From Amazon.com
Here's a mystery guaranteed to make you hungry--for the salmon-filled pasta squares that Chef Laurence Levain sells for $20 a pop at his Washington, D.C. restaurant, for the salad of curly chicory and thick chunks of country bacon that first brings Levain and American food critic Chas (for Charlotte Sue) Wheatley together in Paris, for the warm polenta salad and pan-fried three-meat dumplings served at the CityTastes benefit the night that Levain is found dead of an apparent heart attack and Chas--his lover--has to write his obituary.

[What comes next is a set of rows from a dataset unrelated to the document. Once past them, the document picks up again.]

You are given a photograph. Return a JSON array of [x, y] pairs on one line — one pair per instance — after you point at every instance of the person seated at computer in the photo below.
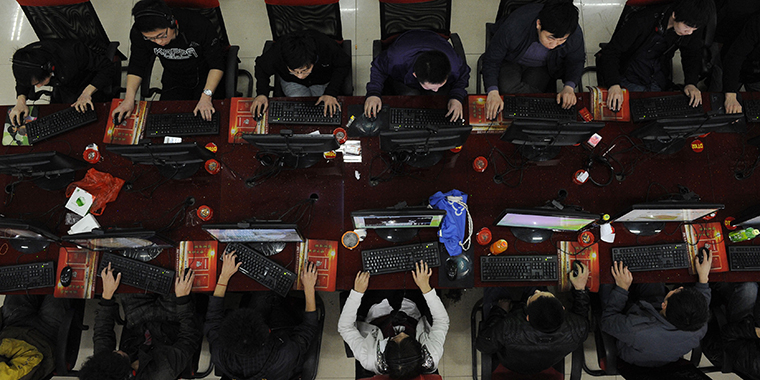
[[77, 74], [162, 333], [419, 62], [394, 336], [265, 340], [639, 55], [534, 46], [188, 46], [538, 333], [28, 335], [654, 326], [309, 63]]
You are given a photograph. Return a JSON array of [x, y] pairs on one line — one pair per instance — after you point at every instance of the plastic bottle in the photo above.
[[743, 235]]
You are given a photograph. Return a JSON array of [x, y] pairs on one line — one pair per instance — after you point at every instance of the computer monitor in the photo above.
[[174, 161], [26, 237], [542, 140], [48, 170], [668, 136], [296, 151], [536, 225], [648, 219], [397, 225], [423, 147]]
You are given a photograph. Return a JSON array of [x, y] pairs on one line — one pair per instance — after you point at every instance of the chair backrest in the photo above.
[[287, 16]]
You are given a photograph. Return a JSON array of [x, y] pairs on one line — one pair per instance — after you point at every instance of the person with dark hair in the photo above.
[[532, 48], [309, 63], [639, 55], [265, 340], [77, 74], [394, 336], [419, 62], [162, 333], [530, 339], [654, 326], [189, 48]]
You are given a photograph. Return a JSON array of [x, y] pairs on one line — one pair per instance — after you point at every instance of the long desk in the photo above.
[[709, 173]]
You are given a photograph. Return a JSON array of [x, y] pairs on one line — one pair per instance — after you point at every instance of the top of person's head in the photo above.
[[151, 15], [108, 365], [404, 358], [694, 13], [545, 314], [687, 309], [559, 17], [432, 67], [298, 49], [243, 331], [31, 64]]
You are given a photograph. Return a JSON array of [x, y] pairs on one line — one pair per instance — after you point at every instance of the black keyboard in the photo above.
[[663, 107], [27, 276], [420, 118], [526, 108], [181, 124], [519, 268], [59, 122], [744, 258], [139, 274], [265, 271], [287, 112], [400, 258], [653, 257]]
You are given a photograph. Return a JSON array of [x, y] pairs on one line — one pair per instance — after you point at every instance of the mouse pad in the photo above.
[[362, 126]]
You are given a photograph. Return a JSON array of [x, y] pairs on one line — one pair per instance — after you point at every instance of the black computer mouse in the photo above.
[[66, 275]]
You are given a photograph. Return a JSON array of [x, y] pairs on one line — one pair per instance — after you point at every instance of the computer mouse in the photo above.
[[66, 275]]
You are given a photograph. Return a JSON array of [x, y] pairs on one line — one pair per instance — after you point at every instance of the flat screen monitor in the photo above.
[[541, 140], [423, 147], [174, 161], [48, 170], [294, 150], [398, 225]]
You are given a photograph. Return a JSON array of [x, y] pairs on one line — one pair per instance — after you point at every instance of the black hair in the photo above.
[[432, 67], [152, 15], [545, 314], [404, 358], [108, 365], [298, 50], [243, 331], [687, 310], [694, 13], [31, 64], [560, 18]]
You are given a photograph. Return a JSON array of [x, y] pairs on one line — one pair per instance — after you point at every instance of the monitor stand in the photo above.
[[531, 235]]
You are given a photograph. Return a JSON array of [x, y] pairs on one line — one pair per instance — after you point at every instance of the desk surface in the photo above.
[[709, 173]]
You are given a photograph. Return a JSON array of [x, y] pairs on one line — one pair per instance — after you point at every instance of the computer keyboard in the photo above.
[[400, 258], [265, 271], [139, 274], [421, 118], [289, 112], [59, 122], [519, 268], [663, 107], [27, 276], [653, 257], [744, 258], [181, 124], [527, 108]]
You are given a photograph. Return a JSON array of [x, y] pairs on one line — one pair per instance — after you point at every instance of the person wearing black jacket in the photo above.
[[531, 339], [638, 57], [309, 63], [188, 46], [75, 71]]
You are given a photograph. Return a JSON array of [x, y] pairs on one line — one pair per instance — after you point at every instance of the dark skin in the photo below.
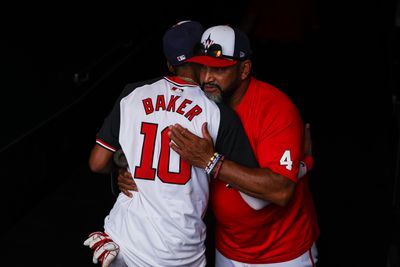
[[127, 184], [261, 183]]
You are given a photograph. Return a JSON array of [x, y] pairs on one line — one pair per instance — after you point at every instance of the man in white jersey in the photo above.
[[162, 224]]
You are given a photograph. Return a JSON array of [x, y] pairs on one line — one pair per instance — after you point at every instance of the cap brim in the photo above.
[[212, 61]]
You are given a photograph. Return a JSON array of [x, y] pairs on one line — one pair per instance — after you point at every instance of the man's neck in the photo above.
[[187, 79]]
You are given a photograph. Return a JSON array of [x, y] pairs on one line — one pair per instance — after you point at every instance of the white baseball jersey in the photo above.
[[162, 224]]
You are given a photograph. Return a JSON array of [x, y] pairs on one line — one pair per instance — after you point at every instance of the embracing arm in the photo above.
[[258, 182], [261, 183], [100, 159]]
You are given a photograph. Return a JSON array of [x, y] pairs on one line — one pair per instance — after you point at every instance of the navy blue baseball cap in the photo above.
[[180, 40]]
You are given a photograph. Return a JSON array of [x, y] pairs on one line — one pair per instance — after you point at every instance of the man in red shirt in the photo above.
[[285, 230]]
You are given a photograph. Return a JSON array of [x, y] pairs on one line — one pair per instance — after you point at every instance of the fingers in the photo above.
[[108, 251], [126, 184], [95, 239], [205, 132], [178, 134]]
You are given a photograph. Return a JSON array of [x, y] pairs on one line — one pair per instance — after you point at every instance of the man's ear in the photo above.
[[170, 68], [245, 68]]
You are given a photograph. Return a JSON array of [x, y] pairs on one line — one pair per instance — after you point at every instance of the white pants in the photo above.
[[120, 262], [308, 259]]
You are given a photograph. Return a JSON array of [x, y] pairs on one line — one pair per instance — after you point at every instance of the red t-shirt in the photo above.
[[274, 233]]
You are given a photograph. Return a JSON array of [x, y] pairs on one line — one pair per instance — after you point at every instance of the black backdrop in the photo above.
[[63, 67]]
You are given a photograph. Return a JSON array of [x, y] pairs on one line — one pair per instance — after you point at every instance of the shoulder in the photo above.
[[130, 87]]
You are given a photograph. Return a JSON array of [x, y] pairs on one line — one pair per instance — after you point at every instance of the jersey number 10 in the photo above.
[[145, 169]]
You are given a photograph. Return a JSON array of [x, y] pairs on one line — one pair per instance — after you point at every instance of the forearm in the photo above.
[[100, 160], [257, 182]]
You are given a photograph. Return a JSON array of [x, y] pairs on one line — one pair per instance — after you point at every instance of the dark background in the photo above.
[[63, 66]]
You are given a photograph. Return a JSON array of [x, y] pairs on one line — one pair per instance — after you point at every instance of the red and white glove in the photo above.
[[105, 249]]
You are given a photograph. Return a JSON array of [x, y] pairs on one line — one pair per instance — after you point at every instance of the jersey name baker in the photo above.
[[173, 104]]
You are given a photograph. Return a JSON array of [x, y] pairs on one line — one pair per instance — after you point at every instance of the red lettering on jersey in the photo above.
[[160, 103], [196, 110], [171, 103], [183, 105], [148, 105]]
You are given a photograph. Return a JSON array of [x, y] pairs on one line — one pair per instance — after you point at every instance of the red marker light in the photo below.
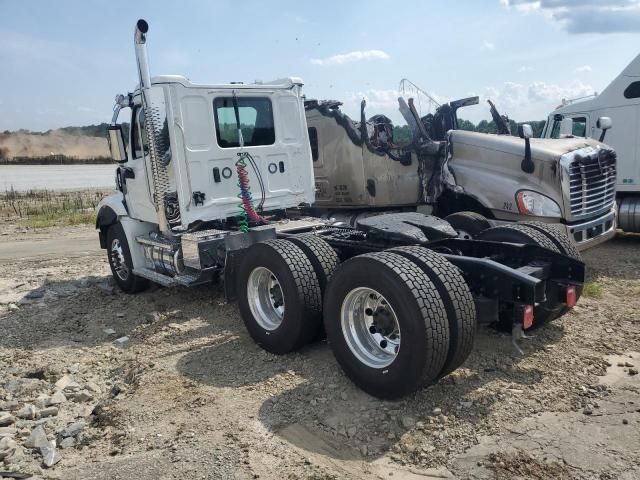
[[572, 296], [527, 317]]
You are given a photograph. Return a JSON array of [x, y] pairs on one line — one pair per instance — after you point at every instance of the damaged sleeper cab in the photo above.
[[360, 171]]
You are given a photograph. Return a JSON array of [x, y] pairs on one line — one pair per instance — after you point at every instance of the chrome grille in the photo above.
[[592, 183]]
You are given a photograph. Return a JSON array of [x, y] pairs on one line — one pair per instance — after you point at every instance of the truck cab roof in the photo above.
[[281, 83]]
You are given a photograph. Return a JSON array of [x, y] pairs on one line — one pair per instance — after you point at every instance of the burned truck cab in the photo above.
[[443, 170]]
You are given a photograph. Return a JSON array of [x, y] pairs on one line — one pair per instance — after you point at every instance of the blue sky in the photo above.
[[61, 63]]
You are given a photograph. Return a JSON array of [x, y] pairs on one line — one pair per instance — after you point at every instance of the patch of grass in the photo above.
[[59, 218], [44, 208], [593, 289]]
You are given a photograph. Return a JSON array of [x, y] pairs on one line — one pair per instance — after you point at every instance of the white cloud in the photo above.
[[543, 92], [585, 16], [487, 45], [513, 96], [377, 99], [355, 56]]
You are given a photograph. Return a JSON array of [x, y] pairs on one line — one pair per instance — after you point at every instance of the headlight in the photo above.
[[536, 204]]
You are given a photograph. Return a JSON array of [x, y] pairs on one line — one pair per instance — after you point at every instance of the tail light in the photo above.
[[571, 296], [527, 317]]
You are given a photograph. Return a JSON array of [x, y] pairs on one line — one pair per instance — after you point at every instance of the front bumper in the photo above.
[[593, 232]]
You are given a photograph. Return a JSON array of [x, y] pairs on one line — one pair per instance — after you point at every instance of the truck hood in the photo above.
[[545, 149]]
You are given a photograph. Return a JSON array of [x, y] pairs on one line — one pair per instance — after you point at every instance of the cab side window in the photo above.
[[579, 127], [136, 147], [633, 90], [313, 140]]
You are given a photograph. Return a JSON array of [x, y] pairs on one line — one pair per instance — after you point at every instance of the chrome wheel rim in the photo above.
[[266, 298], [464, 234], [370, 327], [118, 260]]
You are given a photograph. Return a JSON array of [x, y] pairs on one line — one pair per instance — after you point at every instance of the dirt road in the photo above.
[[189, 395]]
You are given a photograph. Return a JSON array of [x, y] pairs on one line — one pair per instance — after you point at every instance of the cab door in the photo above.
[[136, 184]]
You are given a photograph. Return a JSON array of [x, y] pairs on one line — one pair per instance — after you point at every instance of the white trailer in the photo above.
[[619, 101]]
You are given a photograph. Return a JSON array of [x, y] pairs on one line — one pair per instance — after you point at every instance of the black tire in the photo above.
[[457, 298], [300, 288], [118, 252], [421, 317], [560, 239], [323, 258], [471, 223], [517, 233], [566, 247]]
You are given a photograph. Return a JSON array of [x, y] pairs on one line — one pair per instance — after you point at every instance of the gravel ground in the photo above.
[[95, 383]]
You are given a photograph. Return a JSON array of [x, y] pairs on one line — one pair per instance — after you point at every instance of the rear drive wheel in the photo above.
[[517, 233], [279, 296], [386, 324], [468, 224], [457, 298], [121, 262], [323, 258]]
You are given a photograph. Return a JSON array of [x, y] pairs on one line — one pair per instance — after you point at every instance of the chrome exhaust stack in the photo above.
[[155, 119], [140, 39]]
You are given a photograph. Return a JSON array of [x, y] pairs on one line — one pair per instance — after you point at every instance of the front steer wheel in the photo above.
[[121, 263], [386, 324], [279, 296]]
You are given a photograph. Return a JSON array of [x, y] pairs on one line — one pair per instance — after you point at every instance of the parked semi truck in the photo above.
[[360, 171], [579, 118], [210, 185]]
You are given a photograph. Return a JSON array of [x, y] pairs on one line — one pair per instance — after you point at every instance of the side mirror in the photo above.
[[604, 124], [116, 144], [525, 131], [566, 127]]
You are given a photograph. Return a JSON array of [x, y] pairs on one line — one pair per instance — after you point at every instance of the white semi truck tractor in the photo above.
[[210, 185], [620, 101]]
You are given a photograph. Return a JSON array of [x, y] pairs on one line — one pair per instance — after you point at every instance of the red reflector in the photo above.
[[572, 296], [527, 317]]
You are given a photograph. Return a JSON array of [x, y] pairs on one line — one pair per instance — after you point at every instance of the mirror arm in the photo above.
[[116, 112], [527, 164]]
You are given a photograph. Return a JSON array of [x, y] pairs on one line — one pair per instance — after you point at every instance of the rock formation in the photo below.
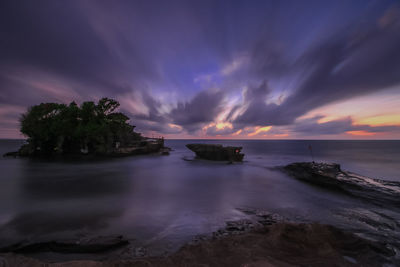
[[217, 152]]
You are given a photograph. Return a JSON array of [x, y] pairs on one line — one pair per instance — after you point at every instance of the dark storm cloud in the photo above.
[[59, 51], [202, 109], [344, 66]]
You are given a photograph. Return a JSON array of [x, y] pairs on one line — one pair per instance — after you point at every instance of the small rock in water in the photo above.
[[140, 252]]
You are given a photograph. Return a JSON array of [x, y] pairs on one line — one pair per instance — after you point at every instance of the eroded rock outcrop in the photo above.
[[217, 152], [330, 175]]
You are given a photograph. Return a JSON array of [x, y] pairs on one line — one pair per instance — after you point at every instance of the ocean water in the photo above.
[[161, 202]]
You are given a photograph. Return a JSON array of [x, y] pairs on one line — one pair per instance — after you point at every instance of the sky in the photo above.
[[209, 69]]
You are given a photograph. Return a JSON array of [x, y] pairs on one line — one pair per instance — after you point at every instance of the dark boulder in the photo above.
[[217, 152], [330, 175]]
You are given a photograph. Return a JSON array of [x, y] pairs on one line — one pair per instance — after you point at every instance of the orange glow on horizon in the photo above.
[[381, 120], [360, 133]]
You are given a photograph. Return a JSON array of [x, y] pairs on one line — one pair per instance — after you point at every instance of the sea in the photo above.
[[161, 202]]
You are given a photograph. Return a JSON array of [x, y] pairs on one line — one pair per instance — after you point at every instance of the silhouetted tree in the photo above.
[[60, 128]]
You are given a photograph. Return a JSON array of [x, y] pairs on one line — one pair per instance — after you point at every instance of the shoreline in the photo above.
[[265, 240]]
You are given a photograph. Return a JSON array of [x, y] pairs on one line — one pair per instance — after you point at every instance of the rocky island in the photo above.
[[216, 152], [89, 129]]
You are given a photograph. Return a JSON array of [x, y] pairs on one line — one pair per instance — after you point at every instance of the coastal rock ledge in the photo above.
[[331, 176]]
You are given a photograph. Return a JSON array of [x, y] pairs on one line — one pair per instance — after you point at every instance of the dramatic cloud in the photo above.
[[202, 109], [205, 68]]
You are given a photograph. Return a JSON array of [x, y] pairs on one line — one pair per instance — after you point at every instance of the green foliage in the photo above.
[[59, 128]]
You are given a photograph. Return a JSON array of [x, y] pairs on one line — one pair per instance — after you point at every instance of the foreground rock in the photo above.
[[331, 176], [86, 245], [279, 244], [217, 152]]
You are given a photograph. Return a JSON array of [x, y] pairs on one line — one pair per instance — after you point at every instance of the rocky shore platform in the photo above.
[[331, 176], [266, 239]]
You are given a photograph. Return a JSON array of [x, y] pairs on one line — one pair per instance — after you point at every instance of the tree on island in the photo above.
[[54, 128]]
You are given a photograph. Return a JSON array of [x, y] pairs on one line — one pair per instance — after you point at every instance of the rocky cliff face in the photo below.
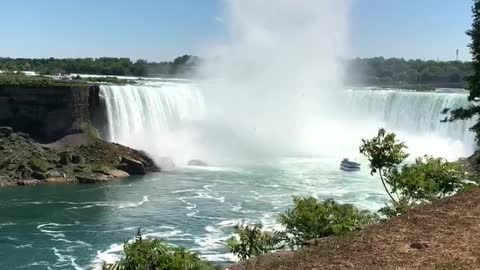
[[48, 114]]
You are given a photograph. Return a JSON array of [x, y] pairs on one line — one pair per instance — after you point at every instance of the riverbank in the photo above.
[[442, 235], [79, 157]]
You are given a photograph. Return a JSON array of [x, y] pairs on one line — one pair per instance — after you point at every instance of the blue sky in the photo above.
[[164, 29]]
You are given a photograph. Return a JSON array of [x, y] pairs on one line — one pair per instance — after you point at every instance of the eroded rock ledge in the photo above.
[[73, 158]]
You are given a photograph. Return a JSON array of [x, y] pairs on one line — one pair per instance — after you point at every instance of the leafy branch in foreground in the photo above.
[[250, 241], [154, 254], [426, 180], [310, 219], [385, 153]]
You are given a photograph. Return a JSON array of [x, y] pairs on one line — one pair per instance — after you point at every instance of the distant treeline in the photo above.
[[398, 72], [181, 66], [368, 71]]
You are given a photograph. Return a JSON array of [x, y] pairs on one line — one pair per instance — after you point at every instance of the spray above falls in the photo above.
[[275, 90], [278, 73]]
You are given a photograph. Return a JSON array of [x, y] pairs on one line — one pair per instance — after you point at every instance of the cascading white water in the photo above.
[[414, 112], [153, 117], [171, 119]]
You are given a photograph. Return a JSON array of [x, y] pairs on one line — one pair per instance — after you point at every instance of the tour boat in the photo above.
[[349, 166]]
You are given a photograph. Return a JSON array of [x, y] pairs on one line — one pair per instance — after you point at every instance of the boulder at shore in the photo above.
[[24, 161]]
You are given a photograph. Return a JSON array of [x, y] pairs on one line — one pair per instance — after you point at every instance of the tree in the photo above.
[[426, 180], [385, 153], [473, 80], [146, 254], [250, 241], [310, 219]]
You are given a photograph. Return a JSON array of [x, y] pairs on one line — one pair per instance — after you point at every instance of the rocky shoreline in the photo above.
[[75, 158]]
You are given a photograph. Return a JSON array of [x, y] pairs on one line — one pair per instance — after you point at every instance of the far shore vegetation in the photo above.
[[408, 185], [377, 71]]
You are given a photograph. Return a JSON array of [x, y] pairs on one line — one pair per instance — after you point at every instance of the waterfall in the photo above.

Washington Post restaurant critic Phyllis Richman certainly knows her food, and her skill at keeping a lively mystery plot simmering is almost as impressive.
From Library Journal
Richman, a Washington Post restaurant critic, makes her bid for fans of the cooking and/or catering mystery subgenre. The narrator and protagonist here, Charlotte Sue "Chas" Wheatley, serves as restaurant critic for a D.C. newspaper. Suspicious about the sudden death of her former lover, an eminent French chef, she cries murder and begins sleuthing. Richman certainly knows the food territory?a nongourmand may need a dictionary?but the mystery set-up seems a bit frantic, complete with close calls, secret lover, and multiple culinary descriptions. For larger collections.